En 1959, il n’y avait que 3 000 médecins à Cuba (beaucoup avaient quitté le pays après la victoire des barbudos de la Sierra Maestra). Ils sont aujourd’hui plus de 100 000, dont 30 000 servent dans 67 pays. Le Brésil compte 2,4 médecins pour 1 000 habitants, la plupart étant concentrés dans les centres urbains. Cuba en compte neuf pour mille (données 2020).

L’éducation nutritionnelle est essentielle à la réussite du plan SAN. Les Cubains ont des habitudes alimentaires qui peuvent facilement être modifiées, comme une préférence pour le pain de blé, une céréale importée.

Cuba produit beaucoup de manioc et dispose des conditions nécessaires pour adopter le pain de maïs et le pain de farine de noix de coco. Et la viande peut faire place aux haricots, aux lentilles, aux épinards, aux cacahuètes, au soja et aux avocats, riches en protéines. Bien que l’île ne compte pas beaucoup de vaches laitières, les nouvelles générations sont déjà habituées au lait de soja et aux yaourts.

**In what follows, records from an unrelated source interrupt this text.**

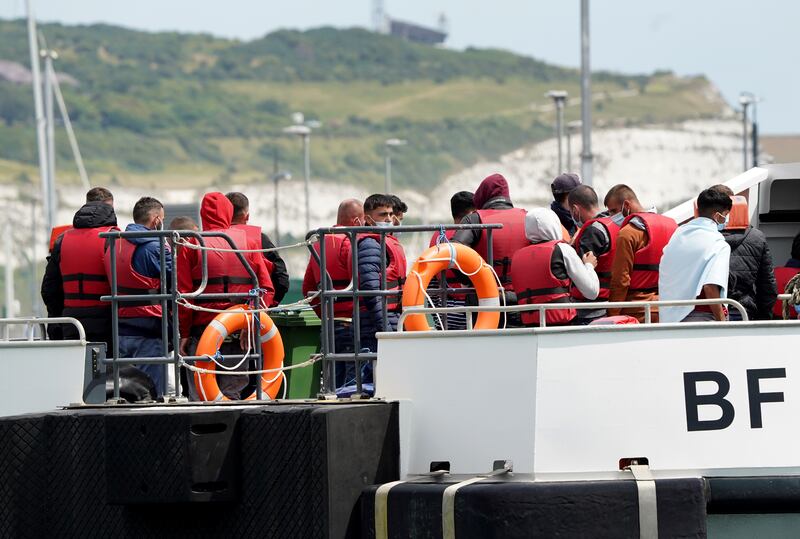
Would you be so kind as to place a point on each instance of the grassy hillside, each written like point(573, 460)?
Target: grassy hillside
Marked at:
point(195, 110)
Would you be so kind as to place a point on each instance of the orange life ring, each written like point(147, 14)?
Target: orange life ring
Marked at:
point(440, 258)
point(223, 325)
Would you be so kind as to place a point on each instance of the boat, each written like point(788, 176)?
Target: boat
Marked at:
point(622, 430)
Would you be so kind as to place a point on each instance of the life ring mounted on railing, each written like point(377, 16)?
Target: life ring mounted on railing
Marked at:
point(223, 325)
point(442, 257)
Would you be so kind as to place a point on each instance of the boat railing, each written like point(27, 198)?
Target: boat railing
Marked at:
point(31, 324)
point(328, 294)
point(595, 305)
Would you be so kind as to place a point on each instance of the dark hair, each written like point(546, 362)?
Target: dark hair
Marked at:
point(398, 206)
point(461, 204)
point(240, 203)
point(711, 201)
point(584, 196)
point(183, 222)
point(98, 194)
point(620, 192)
point(378, 200)
point(143, 208)
point(724, 189)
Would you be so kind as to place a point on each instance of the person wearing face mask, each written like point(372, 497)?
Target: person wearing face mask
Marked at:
point(597, 234)
point(640, 242)
point(138, 268)
point(752, 279)
point(696, 262)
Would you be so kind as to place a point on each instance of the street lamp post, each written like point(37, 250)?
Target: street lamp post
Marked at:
point(746, 99)
point(586, 96)
point(572, 127)
point(276, 178)
point(303, 130)
point(559, 98)
point(389, 144)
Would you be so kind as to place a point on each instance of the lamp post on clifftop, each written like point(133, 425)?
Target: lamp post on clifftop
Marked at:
point(302, 129)
point(559, 98)
point(392, 142)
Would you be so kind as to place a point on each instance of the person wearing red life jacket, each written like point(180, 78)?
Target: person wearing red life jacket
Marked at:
point(640, 243)
point(138, 270)
point(545, 271)
point(338, 264)
point(226, 274)
point(75, 277)
point(597, 234)
point(275, 264)
point(494, 205)
point(783, 275)
point(461, 205)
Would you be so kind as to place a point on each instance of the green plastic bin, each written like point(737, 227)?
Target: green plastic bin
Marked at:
point(299, 331)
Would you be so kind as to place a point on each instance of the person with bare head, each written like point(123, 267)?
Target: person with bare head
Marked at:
point(641, 240)
point(255, 234)
point(597, 234)
point(138, 271)
point(100, 194)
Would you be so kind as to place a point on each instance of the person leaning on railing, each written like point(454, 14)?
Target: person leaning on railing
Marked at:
point(696, 262)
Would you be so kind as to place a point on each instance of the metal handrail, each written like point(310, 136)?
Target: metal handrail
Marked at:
point(542, 307)
point(29, 322)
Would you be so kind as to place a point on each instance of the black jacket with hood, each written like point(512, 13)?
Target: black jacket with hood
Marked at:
point(751, 281)
point(96, 320)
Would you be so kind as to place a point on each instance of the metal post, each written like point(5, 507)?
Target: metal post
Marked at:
point(307, 176)
point(277, 207)
point(41, 140)
point(387, 186)
point(745, 104)
point(586, 97)
point(52, 207)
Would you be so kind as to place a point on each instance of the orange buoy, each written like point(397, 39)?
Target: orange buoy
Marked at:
point(443, 257)
point(223, 325)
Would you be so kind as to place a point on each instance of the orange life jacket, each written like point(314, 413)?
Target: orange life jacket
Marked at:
point(644, 276)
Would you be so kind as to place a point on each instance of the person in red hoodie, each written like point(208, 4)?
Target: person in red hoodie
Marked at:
point(226, 273)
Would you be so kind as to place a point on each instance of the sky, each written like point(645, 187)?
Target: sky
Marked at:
point(740, 45)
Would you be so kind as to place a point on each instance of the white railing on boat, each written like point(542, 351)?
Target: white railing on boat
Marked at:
point(542, 307)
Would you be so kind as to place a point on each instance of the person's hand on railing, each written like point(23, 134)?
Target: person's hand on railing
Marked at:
point(589, 258)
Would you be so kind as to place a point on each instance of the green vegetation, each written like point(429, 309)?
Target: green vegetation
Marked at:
point(194, 109)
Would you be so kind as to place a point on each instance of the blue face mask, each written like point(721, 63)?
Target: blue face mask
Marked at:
point(721, 226)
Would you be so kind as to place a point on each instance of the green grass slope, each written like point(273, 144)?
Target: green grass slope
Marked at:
point(177, 109)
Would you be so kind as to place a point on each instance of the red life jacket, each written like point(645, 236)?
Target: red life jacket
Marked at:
point(644, 276)
point(604, 261)
point(395, 268)
point(82, 269)
point(782, 277)
point(131, 282)
point(226, 273)
point(338, 265)
point(534, 283)
point(505, 242)
point(253, 233)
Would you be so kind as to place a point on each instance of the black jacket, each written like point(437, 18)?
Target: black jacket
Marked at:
point(279, 275)
point(752, 280)
point(471, 237)
point(96, 321)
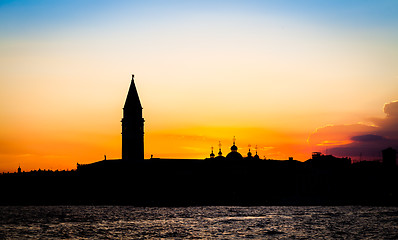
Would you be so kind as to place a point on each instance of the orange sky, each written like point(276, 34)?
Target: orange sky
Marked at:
point(272, 74)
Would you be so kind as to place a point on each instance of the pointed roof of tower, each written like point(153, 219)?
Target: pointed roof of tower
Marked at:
point(133, 100)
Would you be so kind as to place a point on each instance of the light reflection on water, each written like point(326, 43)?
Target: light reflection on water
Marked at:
point(284, 222)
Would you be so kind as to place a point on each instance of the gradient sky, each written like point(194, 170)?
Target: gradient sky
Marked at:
point(289, 76)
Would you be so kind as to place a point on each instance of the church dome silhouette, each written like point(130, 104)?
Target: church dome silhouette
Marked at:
point(234, 155)
point(234, 148)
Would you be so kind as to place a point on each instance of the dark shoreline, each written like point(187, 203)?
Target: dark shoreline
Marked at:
point(205, 183)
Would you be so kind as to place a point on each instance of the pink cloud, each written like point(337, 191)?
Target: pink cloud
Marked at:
point(360, 139)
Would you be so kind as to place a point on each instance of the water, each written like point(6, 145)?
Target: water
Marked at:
point(124, 222)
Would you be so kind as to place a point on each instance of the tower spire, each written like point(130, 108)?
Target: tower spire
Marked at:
point(219, 147)
point(132, 126)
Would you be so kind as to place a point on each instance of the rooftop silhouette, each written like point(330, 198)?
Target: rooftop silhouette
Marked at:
point(217, 180)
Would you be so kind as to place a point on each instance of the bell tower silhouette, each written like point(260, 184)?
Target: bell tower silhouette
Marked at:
point(132, 126)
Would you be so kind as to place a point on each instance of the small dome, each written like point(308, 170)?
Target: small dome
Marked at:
point(219, 158)
point(234, 156)
point(249, 154)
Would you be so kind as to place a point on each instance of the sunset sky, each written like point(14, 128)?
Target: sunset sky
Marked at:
point(291, 77)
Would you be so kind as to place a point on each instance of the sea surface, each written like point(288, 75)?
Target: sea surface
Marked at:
point(124, 222)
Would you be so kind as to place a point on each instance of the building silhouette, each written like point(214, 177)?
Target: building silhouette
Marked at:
point(132, 126)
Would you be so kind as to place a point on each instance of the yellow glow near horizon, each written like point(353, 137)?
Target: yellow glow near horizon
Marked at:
point(268, 73)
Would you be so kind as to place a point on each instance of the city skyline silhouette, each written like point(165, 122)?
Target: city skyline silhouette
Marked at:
point(290, 77)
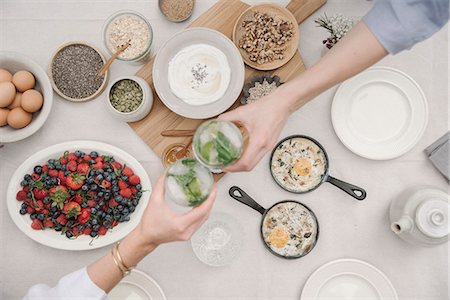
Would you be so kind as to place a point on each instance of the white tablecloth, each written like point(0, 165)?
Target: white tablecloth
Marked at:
point(348, 228)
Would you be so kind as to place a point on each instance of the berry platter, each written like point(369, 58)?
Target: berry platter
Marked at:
point(77, 207)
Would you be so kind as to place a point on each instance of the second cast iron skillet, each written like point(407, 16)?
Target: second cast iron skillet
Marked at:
point(353, 190)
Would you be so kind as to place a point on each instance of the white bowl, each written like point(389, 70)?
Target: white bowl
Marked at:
point(186, 38)
point(14, 62)
point(144, 108)
point(50, 237)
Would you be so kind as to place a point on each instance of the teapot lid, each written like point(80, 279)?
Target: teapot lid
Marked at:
point(432, 218)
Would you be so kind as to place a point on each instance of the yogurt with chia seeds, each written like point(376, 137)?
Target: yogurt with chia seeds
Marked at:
point(199, 74)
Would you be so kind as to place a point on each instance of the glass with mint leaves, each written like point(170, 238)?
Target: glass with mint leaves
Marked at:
point(188, 183)
point(217, 144)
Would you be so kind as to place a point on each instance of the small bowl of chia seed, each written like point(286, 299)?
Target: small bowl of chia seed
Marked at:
point(130, 98)
point(73, 71)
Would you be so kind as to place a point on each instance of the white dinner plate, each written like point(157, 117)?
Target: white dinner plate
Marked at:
point(137, 286)
point(190, 37)
point(348, 279)
point(54, 239)
point(380, 114)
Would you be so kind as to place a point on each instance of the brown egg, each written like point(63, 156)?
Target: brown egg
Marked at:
point(5, 75)
point(18, 118)
point(3, 116)
point(31, 101)
point(16, 102)
point(7, 93)
point(23, 80)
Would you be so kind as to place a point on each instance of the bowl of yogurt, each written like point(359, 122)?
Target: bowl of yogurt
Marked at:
point(198, 73)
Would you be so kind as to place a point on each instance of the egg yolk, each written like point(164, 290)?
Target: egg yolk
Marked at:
point(278, 237)
point(302, 167)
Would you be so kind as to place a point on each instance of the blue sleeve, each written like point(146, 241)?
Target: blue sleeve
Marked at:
point(400, 24)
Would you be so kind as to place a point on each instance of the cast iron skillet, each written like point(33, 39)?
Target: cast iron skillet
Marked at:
point(353, 190)
point(239, 195)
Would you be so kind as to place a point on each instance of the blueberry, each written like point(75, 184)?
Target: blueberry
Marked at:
point(37, 169)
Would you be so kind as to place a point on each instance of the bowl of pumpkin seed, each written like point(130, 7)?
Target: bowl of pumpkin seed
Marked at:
point(130, 98)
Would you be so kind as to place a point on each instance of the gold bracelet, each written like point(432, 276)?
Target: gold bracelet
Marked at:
point(119, 262)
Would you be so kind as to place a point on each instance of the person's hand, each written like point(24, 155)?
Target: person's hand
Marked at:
point(264, 120)
point(160, 224)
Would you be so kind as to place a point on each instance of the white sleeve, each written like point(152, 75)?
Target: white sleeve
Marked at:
point(74, 286)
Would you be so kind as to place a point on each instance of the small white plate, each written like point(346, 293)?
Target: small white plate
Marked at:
point(137, 286)
point(348, 279)
point(380, 114)
point(190, 37)
point(54, 239)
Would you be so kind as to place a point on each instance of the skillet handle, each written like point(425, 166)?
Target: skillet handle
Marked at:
point(353, 190)
point(239, 195)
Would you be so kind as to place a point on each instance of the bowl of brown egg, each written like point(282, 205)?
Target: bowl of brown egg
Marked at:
point(26, 97)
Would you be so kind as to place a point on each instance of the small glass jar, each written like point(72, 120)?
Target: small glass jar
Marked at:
point(188, 183)
point(143, 56)
point(217, 144)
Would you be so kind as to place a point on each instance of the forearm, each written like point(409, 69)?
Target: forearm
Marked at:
point(104, 272)
point(358, 50)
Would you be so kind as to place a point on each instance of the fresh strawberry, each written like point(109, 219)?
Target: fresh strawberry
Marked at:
point(75, 181)
point(126, 193)
point(39, 194)
point(127, 171)
point(48, 223)
point(134, 180)
point(37, 225)
point(102, 230)
point(84, 216)
point(98, 166)
point(21, 195)
point(83, 168)
point(59, 195)
point(116, 165)
point(72, 166)
point(122, 185)
point(62, 220)
point(72, 156)
point(77, 198)
point(72, 209)
point(53, 173)
point(106, 184)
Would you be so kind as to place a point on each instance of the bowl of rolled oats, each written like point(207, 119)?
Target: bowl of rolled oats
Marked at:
point(267, 36)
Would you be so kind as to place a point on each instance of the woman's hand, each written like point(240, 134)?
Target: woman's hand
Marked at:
point(264, 120)
point(160, 224)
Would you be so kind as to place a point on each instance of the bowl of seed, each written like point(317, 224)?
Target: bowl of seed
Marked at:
point(258, 87)
point(73, 71)
point(130, 98)
point(176, 10)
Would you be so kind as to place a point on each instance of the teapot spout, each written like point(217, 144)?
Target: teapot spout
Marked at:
point(404, 224)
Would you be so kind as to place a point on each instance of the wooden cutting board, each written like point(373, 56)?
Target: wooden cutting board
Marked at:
point(222, 17)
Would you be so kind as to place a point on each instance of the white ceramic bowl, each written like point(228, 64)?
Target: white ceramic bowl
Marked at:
point(144, 108)
point(187, 38)
point(14, 62)
point(50, 237)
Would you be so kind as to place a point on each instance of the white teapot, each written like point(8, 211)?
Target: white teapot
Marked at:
point(420, 216)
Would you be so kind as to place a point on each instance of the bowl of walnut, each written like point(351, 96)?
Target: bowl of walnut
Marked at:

L’agro-écologie s’impose comme une incitation à la production agricole. J’ai visité plusieurs propriétés rurales très productives qui n’utilisent pas d’intrants chimiques (le terme "propriété" est approprié, car la Révolution, en promouvant la Réforme agraire, a donné des titres de propriété aux agriculteurs et aux paysans sans terre).

La formation des moniteurs du Plan SAN, qui privilégie le protagonisme des organisations de base telles que les conseils populaires, est réalisée à l’aide de la méthodologie de l’éducation populaire, basée, avant tout, sur la pédagogie de Paulo Freire.

Le plan SAN étant une politique d’État et une priorité du gouvernement, il est à espérer que ses premiers fruits pourront être récoltés dans les quatre ou cinq prochaines années.

M. Díaz-Canel, Premier Secrétaire du Parti et Président de Cuba, avec qui j’ai eu de nombreux entretiens lors de ma récente visite dans le pays, considère ce projet comme urgent et essentiel.